Southeast Asia Correpondent
Until recently, Thailand had not been acquainted with the concept of a bachelor or bachelorette party. What's more, it wasn't until the late 1970s that Western traditions of marriage began to prevail in Bangkok, the Thai capital. While traditional ceremonies, which utilize both the state and Buddhist traditions, are still a part of marriages for Thais choosing to marry a local or farang (Thai for "foreigner"), things are changing very quickly.
What is culture and how does modernization fit into the globalization of societies in the 21st century? How do traditions, such as a bachelorette party, move from one region of the world to another? Is the diaspora of culture equal?
If we talk about Thai culture, not hill-tribe culture, but typical Thai culture, how much culture are expats getting? Just because we reside in a different country, are we living in the culture? Are we even supposed to? High society Thais, in my observation, do the same things and have the same things as Westerners.
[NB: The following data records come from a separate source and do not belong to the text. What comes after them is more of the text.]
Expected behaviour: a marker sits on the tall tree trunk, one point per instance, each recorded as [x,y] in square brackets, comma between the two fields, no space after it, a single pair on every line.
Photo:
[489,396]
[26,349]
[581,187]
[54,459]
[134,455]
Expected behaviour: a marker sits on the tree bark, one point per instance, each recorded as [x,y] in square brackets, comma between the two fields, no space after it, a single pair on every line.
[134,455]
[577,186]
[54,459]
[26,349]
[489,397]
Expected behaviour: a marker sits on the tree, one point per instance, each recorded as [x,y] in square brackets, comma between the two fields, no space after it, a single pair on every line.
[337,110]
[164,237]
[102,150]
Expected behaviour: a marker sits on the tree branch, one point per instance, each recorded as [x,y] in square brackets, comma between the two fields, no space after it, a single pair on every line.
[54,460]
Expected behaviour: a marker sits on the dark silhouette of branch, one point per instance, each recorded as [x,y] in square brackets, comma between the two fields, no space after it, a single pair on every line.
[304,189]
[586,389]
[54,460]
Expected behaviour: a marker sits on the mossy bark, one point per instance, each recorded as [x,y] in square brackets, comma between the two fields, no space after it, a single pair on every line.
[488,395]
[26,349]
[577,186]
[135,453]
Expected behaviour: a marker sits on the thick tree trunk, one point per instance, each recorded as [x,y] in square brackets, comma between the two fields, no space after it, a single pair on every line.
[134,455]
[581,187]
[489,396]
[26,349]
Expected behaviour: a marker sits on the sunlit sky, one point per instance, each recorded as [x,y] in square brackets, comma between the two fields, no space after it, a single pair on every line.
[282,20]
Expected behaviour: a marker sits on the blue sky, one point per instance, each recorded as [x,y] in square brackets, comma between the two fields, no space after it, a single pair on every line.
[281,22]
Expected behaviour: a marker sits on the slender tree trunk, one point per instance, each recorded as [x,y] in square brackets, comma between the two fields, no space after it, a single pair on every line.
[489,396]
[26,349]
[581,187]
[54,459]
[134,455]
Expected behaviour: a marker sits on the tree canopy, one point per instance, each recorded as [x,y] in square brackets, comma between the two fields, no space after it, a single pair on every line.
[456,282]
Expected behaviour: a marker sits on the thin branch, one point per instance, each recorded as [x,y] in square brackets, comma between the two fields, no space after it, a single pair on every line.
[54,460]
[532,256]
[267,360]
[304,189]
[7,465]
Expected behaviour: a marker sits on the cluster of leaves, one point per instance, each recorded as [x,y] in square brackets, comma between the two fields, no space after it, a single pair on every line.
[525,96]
And Westerners seem to lack culture, unless we associate the West with Apple products and fast food.
Of course we can argue that hi-so Thais are modern Thais, like modern culture. And as modern culture takes over the globe one bagel, one mocha latte, one SUV, at a time, where does ethnic, local, regional culture fit in?
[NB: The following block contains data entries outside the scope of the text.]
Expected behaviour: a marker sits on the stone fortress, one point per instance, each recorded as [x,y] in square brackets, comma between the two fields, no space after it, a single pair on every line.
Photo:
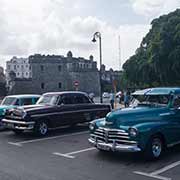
[49,73]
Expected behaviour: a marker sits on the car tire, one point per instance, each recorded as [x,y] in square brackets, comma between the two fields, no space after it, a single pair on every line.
[41,128]
[154,148]
[18,131]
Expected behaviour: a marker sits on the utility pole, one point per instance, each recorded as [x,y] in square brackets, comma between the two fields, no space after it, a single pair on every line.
[119,53]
Mono-culture is before our eyes, one world, one internet, one language and I'm not saying this is bad or good, it's just what I see. It's funny, because one of the most common things I heard from people visiting Hawaii for the first time was that it's a lot more developed than I thought it would be. I think the same thing can be said about Thailand.
What makes a culture unique? The differences from one's culture compared to another? How about when those differences become obsolete? Will we create the sci-fi movies of our nightmares or dreams?